Friday, February 18, 2011

I Could Kill Myself With My Panties

I have narrowed my topics I want to cover in the next video to being institutionalized, which means I am going to shoot my next video based on a short story with illustrations which I self published in the Fit Of Pique zine. It's called I Could Kill Myself With My Panties, because that's what I was told when I lost my bra and panty privileges in the Montreal psych ward I was in.

I am going to do it like a lot of my other videos, with a voice over reading out the text. But I also need to come up with a visual look for it. I am thinking I will do some drawings based on the visual imagery in the story and scan them in and use those. So I have to do some reading and notations.

INSIDER SCOOP!!!! How Thirza Writes a Short Video Script (usually).
Usually I write the monologue first, and I always seem to do a monologue. Then I print it off and start writing images and shots in the margins. From this I make a shot list, and after shooting from there I put the whole thing back together into a cohesive form in editing. Editing is where the video really comes together because I will often add another crucial image to it and do more shooting. Plus I come up with more interesting soundscapes when I actually have images to work with.

Aside from that, I am busy getting stuff done for my business start up. I have to do some work on that this weekend actually.

I am waiting on some important mail, artist fees and my articles of Incorporation. I'm pretty excited for both!

I wish I had a better place for drawing, maybe I would be into it more if I had somewhere to draw.
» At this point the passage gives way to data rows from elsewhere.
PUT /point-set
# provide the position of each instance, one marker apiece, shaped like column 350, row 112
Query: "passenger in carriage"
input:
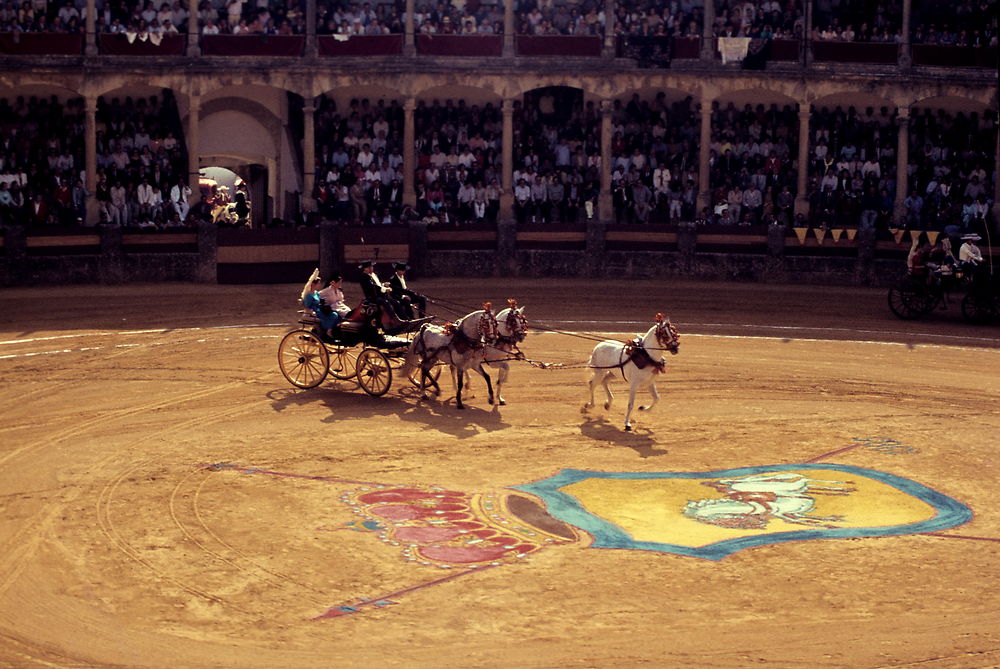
column 311, row 298
column 333, row 296
column 405, row 298
column 373, row 288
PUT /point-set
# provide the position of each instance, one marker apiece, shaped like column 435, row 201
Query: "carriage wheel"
column 980, row 309
column 434, row 373
column 374, row 372
column 910, row 299
column 343, row 362
column 303, row 359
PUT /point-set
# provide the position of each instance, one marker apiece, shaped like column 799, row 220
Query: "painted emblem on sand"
column 714, row 514
column 698, row 514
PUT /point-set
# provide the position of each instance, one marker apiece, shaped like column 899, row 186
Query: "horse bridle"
column 667, row 335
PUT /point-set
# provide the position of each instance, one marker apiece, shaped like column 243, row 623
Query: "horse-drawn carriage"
column 367, row 345
column 918, row 295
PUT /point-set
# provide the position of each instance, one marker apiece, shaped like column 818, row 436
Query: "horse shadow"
column 641, row 440
column 345, row 400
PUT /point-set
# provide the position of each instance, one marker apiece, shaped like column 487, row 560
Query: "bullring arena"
column 168, row 499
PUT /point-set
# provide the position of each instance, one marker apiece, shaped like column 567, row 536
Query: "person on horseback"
column 405, row 298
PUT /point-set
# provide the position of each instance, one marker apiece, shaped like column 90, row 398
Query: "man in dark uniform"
column 405, row 298
column 371, row 286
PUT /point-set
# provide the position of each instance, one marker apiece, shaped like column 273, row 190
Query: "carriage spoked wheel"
column 374, row 372
column 303, row 359
column 910, row 299
column 343, row 362
column 434, row 373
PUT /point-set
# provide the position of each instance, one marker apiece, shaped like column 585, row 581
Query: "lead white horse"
column 461, row 345
column 638, row 361
column 512, row 328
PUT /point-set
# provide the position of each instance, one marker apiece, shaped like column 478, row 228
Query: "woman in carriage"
column 327, row 304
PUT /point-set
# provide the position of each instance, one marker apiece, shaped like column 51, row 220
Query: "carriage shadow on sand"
column 641, row 440
column 345, row 402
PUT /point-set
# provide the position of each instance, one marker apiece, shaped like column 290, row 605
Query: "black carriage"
column 918, row 295
column 367, row 345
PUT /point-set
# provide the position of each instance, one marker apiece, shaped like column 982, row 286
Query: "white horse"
column 512, row 328
column 462, row 345
column 638, row 361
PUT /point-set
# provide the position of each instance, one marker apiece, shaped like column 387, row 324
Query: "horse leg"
column 590, row 384
column 631, row 403
column 489, row 383
column 656, row 397
column 501, row 379
column 426, row 374
column 607, row 390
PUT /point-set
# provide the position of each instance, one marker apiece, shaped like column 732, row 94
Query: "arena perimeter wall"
column 206, row 254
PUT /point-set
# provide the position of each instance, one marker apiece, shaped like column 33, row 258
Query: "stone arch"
column 236, row 132
column 12, row 90
column 854, row 98
column 373, row 92
column 478, row 95
column 953, row 103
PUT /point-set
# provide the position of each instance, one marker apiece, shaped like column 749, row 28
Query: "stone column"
column 507, row 160
column 90, row 26
column 905, row 56
column 90, row 156
column 704, row 187
column 605, row 205
column 207, row 268
column 609, row 29
column 708, row 33
column 409, row 159
column 194, row 30
column 802, row 176
column 193, row 142
column 111, row 264
column 409, row 41
column 312, row 47
column 902, row 162
column 807, row 34
column 308, row 153
column 508, row 29
column 994, row 226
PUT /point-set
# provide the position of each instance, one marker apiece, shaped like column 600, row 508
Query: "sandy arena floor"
column 167, row 499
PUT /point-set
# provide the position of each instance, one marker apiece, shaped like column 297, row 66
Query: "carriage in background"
column 916, row 296
column 367, row 345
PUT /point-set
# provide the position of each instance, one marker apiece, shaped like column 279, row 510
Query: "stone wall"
column 772, row 255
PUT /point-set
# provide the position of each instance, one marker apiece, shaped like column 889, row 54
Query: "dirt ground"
column 168, row 499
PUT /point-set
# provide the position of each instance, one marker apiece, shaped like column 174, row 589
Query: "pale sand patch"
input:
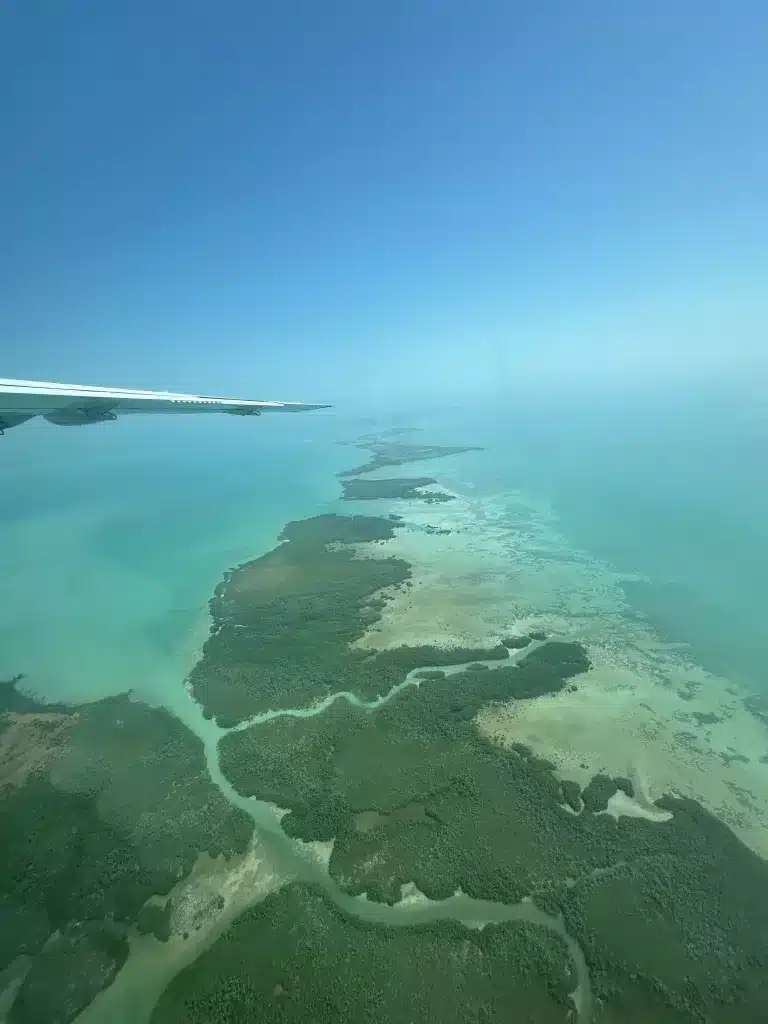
column 30, row 742
column 411, row 895
column 505, row 568
column 624, row 722
column 620, row 805
column 240, row 883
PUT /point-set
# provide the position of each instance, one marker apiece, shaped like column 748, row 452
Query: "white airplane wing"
column 76, row 404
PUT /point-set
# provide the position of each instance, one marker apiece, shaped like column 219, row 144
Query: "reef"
column 384, row 454
column 392, row 487
column 297, row 957
column 671, row 915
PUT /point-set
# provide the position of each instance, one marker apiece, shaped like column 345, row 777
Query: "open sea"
column 113, row 538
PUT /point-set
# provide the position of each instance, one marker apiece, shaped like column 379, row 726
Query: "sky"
column 317, row 200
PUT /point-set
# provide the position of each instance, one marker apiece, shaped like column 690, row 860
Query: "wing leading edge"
column 77, row 404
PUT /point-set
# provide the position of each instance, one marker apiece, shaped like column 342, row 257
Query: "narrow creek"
column 299, row 863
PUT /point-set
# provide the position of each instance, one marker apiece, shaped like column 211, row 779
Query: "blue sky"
column 302, row 199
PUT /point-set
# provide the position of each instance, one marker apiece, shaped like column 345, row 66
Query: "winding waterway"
column 299, row 862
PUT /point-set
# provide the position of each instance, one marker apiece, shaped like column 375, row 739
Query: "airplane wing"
column 77, row 404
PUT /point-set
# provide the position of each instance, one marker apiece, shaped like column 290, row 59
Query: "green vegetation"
column 283, row 624
column 296, row 957
column 672, row 915
column 394, row 487
column 70, row 972
column 118, row 810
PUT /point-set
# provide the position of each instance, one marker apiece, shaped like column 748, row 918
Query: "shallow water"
column 108, row 557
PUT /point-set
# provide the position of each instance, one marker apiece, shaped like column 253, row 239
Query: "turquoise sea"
column 113, row 538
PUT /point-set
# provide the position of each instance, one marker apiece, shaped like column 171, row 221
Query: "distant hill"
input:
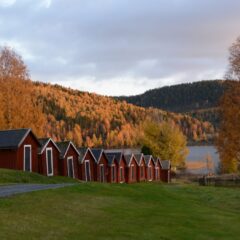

Also I would like to manipulate it with photoshop and maybe make some quasi animated imagery. I should go look for what drawings I have for that story already and then highlight other images in the text. And I should look on some creative commons sound effect sites for some relevant sounds.

What does an institution sound like? Well there are screams for sure.

I also have to set myself up in the basement finally. For my business I am moving out of the bedroom and into the more open other side of the basement, where I have to also set up a living room type space with my tv and all that set up. I have one armchair and I might get another chair down there. But I should really set it up so that my bed can be used for tv watching, because then it is also the perfect make out spot!

I wish I had Pro Tools, I love Pro Tools so much! I want to marry it!

I wish the basement wasn't such a weird space, I am sure it is haunted, but there is no where else for me to live at the moment so I kind of have to suck it up. Plus it's easier for me to have a homebased business here than a home where I am renting. I'm renting here too, but my mom OWNS the place and is fine with me operating a business out of her basement.

I went and did something stupid. I wrote a letter of desire to the love of my life and SHE NEVER WROTE BACK! :O I feel stupid. I don't know why I throw my heart onto the ground for her to stomp on all the time. She's so never going to be with me, I don't know why I even bother. I guess there is always that fragile hope that blooms and then withers and dies. It's a perennial type of hope.

I'm looking forward to the spring flowers this year. Maybe this year I will even make enough money to have some cherry blossoms tattooed onto my left forearm. Nice pink ones, all delicate and happy, against a blue sky.